SUBROUTINE ULOGREB(COPC,S,N,CRVAL,CRPIX,CDELT,SS,M,STWV,DISP)

Input: COPC,S,N,CRVAL,CRPIX,CDELT,STWV,DISP
Output: SS,M

Transform a spectrum S(N) in logarithmic wavelength scale into a linear
wavelength scale.

CHARACTER*1 COPC -> type of wavelength calibration of input spectrum
                    COPC='1': CTYPE='WAVE'     (linear)
                    COPC='2': CTYPE='WAVE-LOG' (log10)
                    COPC='3': CTYPE='WAVE-LOG' (ln)
                    COPC='4': CTYPE='wavenumber'
REAL    S(N) -> input spectrum
INTEGER N -> no. of points in input spectrum
REAL    CRVAL,CRPIX,CDELT -> wavelength calibration of input spectrum
                             if COPC='4', CRVAL and CRPIX are wavenumbers
REAL    SS(M) -> output spectrum
INTEGER M -> no. of points in output spectrum
REAL    STWV, DISP -> linear wavelength calibration for output spectrum

Library libbutton.a

buttmis

BUTTMIS

This file contains subroutines and functions which are similar to other
already defined for REDUCEME, namely TRUELEN, TRUEBEG, READI, READC, READF,
LRUNX and RMBLANK. We duplicate them in order to create a library which must
work independtly of REDUCEME.

INTEGER FUNCTION TLENBUTT(CADENA)
INTEGER FUNCTION TBEGBUTT(CADENA)
INTEGER FUNCTION READIBUTT(CDEF)
CHARACTER*(*) FUNCTION READCBUTT(CDEF,CVAL)
REAL FUNCTION READFBUTT(CDEF)
SUBROUTINE LRUNXBUTT(LRUN,LMANUAL,LHTML)
SUBROUTINE RMBLANKBUTT(C1,C2,L)

button

SUBROUTINE BUTTON(N,TEXT,MODE)

Input: N,TEXT,MODE
Input (COMMON): global variables in button.inc

Plot buttons and button text in different modes.

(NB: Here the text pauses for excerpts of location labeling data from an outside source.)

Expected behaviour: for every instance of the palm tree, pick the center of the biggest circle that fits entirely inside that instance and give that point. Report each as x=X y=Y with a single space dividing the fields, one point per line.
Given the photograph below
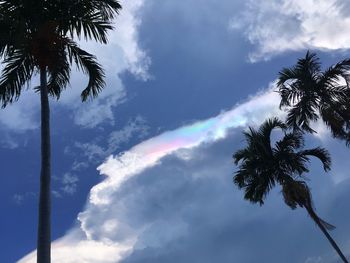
x=37 y=37
x=309 y=94
x=262 y=166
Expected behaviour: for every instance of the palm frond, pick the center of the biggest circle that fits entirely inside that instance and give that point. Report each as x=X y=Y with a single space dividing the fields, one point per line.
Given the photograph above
x=59 y=76
x=88 y=64
x=321 y=154
x=18 y=70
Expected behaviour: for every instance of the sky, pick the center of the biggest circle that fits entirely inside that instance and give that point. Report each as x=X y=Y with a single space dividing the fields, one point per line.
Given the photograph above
x=143 y=173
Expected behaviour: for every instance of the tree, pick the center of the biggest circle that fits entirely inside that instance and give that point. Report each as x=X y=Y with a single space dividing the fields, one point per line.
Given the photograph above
x=262 y=166
x=309 y=94
x=37 y=37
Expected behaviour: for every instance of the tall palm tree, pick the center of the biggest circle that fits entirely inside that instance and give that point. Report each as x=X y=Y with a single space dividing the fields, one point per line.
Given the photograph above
x=310 y=93
x=262 y=166
x=37 y=37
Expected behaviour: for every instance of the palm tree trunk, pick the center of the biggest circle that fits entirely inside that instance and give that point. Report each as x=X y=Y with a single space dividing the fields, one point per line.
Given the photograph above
x=44 y=225
x=325 y=232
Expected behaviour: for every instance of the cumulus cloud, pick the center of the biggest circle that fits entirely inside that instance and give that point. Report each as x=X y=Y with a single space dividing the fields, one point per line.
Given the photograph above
x=277 y=26
x=103 y=224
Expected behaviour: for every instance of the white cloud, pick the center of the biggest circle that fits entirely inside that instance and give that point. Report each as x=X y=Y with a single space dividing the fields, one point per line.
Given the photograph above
x=121 y=54
x=90 y=240
x=277 y=26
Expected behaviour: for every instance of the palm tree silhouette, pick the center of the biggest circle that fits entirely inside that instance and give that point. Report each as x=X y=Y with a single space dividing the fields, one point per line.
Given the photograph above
x=37 y=37
x=309 y=94
x=262 y=166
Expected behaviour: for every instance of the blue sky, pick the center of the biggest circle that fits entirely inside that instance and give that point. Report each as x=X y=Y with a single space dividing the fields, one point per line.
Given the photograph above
x=144 y=172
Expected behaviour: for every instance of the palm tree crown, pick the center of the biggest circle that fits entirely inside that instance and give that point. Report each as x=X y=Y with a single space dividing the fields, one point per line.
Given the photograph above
x=37 y=37
x=263 y=165
x=39 y=34
x=309 y=94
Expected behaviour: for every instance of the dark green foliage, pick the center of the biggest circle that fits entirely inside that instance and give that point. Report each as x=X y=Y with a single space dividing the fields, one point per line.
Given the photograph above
x=310 y=94
x=263 y=165
x=37 y=34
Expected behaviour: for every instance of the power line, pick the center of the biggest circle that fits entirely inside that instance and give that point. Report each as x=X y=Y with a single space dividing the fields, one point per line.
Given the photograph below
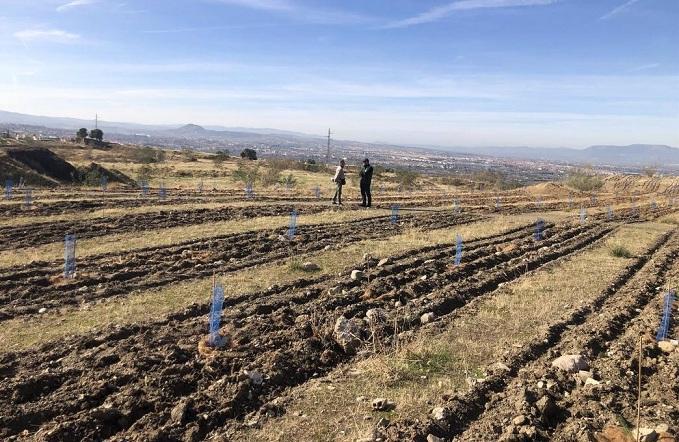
x=327 y=154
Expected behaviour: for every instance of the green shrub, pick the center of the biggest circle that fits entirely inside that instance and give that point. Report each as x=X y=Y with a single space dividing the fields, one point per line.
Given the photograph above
x=620 y=251
x=584 y=181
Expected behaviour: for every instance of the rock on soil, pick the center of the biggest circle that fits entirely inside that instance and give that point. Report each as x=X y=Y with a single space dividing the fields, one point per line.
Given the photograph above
x=571 y=363
x=382 y=404
x=383 y=262
x=376 y=315
x=347 y=333
x=310 y=267
x=666 y=346
x=439 y=414
x=427 y=317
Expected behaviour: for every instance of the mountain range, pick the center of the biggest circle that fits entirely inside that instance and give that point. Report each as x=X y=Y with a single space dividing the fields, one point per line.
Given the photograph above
x=634 y=155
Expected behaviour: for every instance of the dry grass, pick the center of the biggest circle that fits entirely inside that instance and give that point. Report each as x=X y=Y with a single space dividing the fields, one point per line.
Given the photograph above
x=161 y=237
x=416 y=376
x=27 y=220
x=20 y=333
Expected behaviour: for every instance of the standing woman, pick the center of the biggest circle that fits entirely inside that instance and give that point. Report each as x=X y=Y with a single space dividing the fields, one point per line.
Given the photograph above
x=366 y=180
x=340 y=180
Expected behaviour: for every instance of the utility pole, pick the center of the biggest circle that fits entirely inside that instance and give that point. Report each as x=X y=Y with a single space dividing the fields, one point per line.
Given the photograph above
x=327 y=154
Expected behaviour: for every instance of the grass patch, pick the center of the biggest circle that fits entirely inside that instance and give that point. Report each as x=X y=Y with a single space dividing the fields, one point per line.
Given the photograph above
x=162 y=237
x=417 y=375
x=620 y=251
x=148 y=305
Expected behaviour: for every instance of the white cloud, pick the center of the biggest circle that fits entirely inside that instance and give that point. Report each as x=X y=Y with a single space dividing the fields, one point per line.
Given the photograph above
x=300 y=12
x=618 y=10
x=50 y=35
x=75 y=4
x=443 y=11
x=645 y=67
x=267 y=5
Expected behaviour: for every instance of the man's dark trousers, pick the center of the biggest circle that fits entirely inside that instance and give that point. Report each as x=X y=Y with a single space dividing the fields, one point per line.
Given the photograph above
x=365 y=193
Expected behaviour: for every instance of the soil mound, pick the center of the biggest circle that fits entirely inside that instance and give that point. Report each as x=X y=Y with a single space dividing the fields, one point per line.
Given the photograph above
x=36 y=166
x=92 y=174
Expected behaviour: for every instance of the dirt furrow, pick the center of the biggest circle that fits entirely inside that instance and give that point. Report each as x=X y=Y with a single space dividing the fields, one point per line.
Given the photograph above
x=164 y=266
x=97 y=355
x=527 y=386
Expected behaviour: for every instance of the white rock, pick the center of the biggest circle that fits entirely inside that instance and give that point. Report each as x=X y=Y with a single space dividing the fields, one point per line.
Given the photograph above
x=439 y=413
x=646 y=434
x=347 y=333
x=310 y=266
x=571 y=363
x=427 y=317
x=383 y=262
x=255 y=377
x=666 y=346
x=376 y=315
x=662 y=428
x=519 y=420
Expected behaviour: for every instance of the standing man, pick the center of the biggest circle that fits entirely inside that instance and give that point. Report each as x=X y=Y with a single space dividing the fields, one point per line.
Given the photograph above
x=366 y=179
x=340 y=180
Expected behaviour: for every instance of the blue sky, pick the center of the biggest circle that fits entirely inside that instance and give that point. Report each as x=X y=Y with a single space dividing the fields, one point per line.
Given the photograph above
x=452 y=73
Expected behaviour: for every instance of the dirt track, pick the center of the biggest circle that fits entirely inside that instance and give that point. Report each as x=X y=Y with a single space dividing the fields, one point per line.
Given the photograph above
x=557 y=406
x=53 y=231
x=24 y=290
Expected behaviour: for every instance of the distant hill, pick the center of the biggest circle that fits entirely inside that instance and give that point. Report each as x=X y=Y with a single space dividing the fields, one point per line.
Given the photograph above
x=134 y=128
x=633 y=155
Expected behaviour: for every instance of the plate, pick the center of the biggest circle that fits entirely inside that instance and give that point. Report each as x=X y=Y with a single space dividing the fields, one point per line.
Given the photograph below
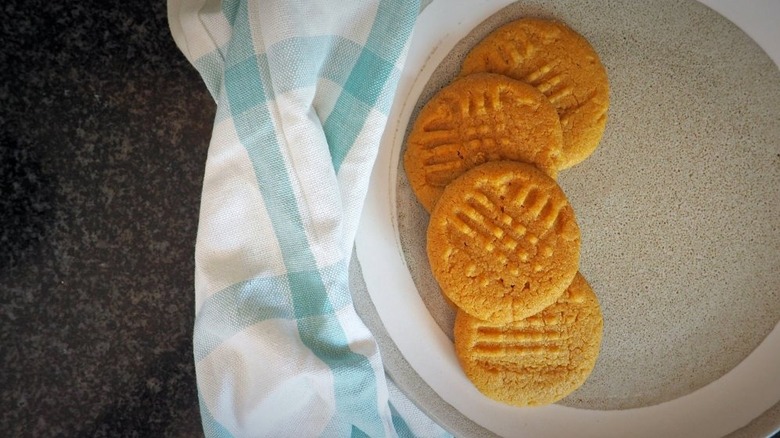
x=679 y=210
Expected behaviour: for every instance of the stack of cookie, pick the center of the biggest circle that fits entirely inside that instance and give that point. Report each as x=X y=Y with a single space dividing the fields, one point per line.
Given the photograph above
x=503 y=241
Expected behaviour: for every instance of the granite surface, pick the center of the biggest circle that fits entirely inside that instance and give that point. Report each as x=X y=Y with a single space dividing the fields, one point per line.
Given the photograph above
x=104 y=129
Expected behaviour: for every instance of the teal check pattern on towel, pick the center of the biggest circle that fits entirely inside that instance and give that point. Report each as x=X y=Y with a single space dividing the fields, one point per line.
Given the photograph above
x=303 y=89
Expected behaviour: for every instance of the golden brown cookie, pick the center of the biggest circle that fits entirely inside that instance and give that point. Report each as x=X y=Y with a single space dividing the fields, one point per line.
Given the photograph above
x=539 y=359
x=561 y=64
x=503 y=242
x=479 y=118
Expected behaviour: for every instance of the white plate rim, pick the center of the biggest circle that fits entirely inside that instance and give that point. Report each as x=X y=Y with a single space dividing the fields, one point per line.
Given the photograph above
x=715 y=409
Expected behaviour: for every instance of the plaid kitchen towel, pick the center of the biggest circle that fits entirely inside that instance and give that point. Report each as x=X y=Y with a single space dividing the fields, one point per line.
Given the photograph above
x=303 y=89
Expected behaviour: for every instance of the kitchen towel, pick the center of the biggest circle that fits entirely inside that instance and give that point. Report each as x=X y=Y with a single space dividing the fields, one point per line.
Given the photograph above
x=303 y=89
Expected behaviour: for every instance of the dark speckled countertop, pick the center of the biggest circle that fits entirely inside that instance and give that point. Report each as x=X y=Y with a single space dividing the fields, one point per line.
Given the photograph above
x=104 y=129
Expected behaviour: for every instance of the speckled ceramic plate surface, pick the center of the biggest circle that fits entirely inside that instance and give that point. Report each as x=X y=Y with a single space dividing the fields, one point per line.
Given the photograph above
x=680 y=214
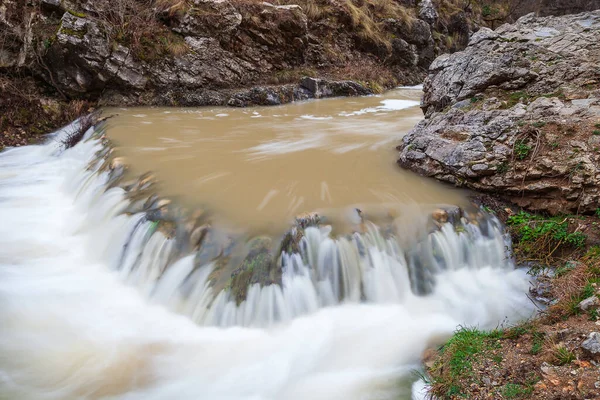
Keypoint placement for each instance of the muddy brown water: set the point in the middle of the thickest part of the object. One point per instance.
(259, 167)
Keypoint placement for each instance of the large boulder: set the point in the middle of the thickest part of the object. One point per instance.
(517, 113)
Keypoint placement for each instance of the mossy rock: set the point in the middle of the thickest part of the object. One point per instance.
(259, 266)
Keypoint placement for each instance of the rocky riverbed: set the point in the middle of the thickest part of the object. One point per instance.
(517, 113)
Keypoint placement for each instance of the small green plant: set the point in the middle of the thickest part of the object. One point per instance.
(538, 236)
(593, 314)
(450, 373)
(538, 343)
(562, 355)
(516, 97)
(515, 391)
(503, 167)
(563, 270)
(593, 252)
(521, 149)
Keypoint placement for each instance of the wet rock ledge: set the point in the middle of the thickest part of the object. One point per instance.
(517, 113)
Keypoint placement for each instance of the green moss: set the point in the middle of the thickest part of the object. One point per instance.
(521, 149)
(72, 32)
(454, 368)
(76, 13)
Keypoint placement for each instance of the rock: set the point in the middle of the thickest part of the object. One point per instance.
(498, 128)
(588, 303)
(592, 344)
(427, 12)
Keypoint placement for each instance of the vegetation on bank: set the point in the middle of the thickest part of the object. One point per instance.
(32, 101)
(543, 357)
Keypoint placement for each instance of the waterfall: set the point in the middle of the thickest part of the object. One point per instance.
(98, 301)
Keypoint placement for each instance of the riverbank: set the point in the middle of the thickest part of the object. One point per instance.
(555, 354)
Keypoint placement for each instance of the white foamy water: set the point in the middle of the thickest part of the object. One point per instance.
(81, 318)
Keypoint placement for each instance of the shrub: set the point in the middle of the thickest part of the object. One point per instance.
(521, 149)
(539, 237)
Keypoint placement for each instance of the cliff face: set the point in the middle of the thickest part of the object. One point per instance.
(58, 57)
(192, 51)
(517, 113)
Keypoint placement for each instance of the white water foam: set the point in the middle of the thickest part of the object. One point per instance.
(386, 106)
(77, 323)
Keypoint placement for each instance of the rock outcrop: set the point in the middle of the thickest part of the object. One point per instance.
(517, 113)
(193, 52)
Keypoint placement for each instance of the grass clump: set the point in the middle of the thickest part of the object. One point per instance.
(455, 365)
(539, 238)
(515, 391)
(521, 149)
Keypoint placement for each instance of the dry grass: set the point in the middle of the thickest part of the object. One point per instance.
(574, 286)
(374, 75)
(136, 25)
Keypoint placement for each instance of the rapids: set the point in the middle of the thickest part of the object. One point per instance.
(93, 304)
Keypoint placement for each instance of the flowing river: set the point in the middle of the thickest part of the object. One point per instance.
(100, 298)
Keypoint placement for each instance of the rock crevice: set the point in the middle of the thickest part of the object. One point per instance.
(517, 113)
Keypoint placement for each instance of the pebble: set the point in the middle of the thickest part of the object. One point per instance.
(592, 343)
(589, 303)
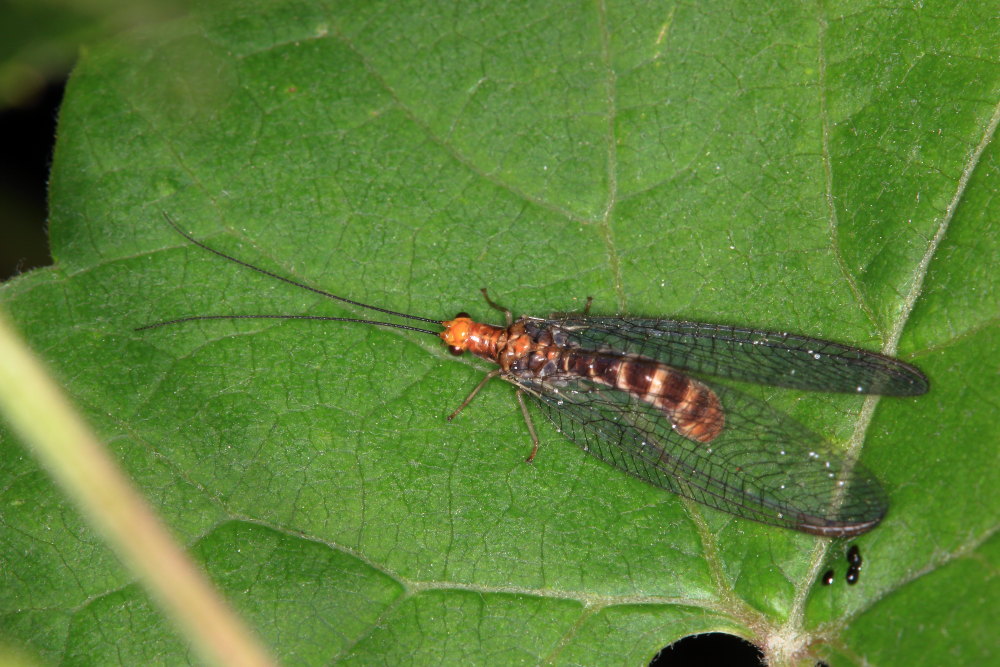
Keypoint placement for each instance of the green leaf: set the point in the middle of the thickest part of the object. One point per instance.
(828, 170)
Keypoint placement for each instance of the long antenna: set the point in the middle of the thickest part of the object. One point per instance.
(322, 318)
(289, 280)
(271, 274)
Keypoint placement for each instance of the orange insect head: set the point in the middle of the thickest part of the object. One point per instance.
(457, 332)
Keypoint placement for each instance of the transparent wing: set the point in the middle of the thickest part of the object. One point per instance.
(763, 357)
(764, 466)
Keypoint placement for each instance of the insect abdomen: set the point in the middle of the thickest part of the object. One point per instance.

INTEGER       N -> button number in the range of available buttons (which
              runs from 1 to MAX_XBUTT x MAX_YBUTT)
CHARACTER*(*) TEXT -> the text that will appear in the button
INTEGER       MODE -> determine the button mode:
              MODE=-2,-3,...: only text is plotted with PGPLOT color=-NMODE-1
              (i.e. 1,2,3...)
              MODE=-1 erase the button
              MODE=0 whole button is plotted (text in black)
              MODE=1 only text is plotted (white)
              MODE=2 only text is plotted (black)
              MODE=3 only text is plotted (gray, button disabled)
              MODE=4 whole button with reversed colors (text in black)
              MODE=5 whole button with reversed colors (text in white)

buttqbr

SUBROUTINE BUTTQBR(X1,X2,Y1,Y2)

Output: X1,X2,Y1,Y2

Return the button region limits.

REAL X1 -> x-coordinate of the left hand edge of the button region viewport,
     in normalized device coordinates
REAL X2 -> x-coordinate of the right hand edge of the button region viewport,
     in normalized device coordinates
REAL Y1 -> y-coordinate of the bottom edge of the button region viewport,
     in normalized device coordinates
REAL Y2 -> y-coordinate of the top edge of the button region viewport,
     in normalized device coordinates

buttqcf

SUBROUTINE BUTTQCF(FONT)

Output: FONT

Return the current character font type in buttons.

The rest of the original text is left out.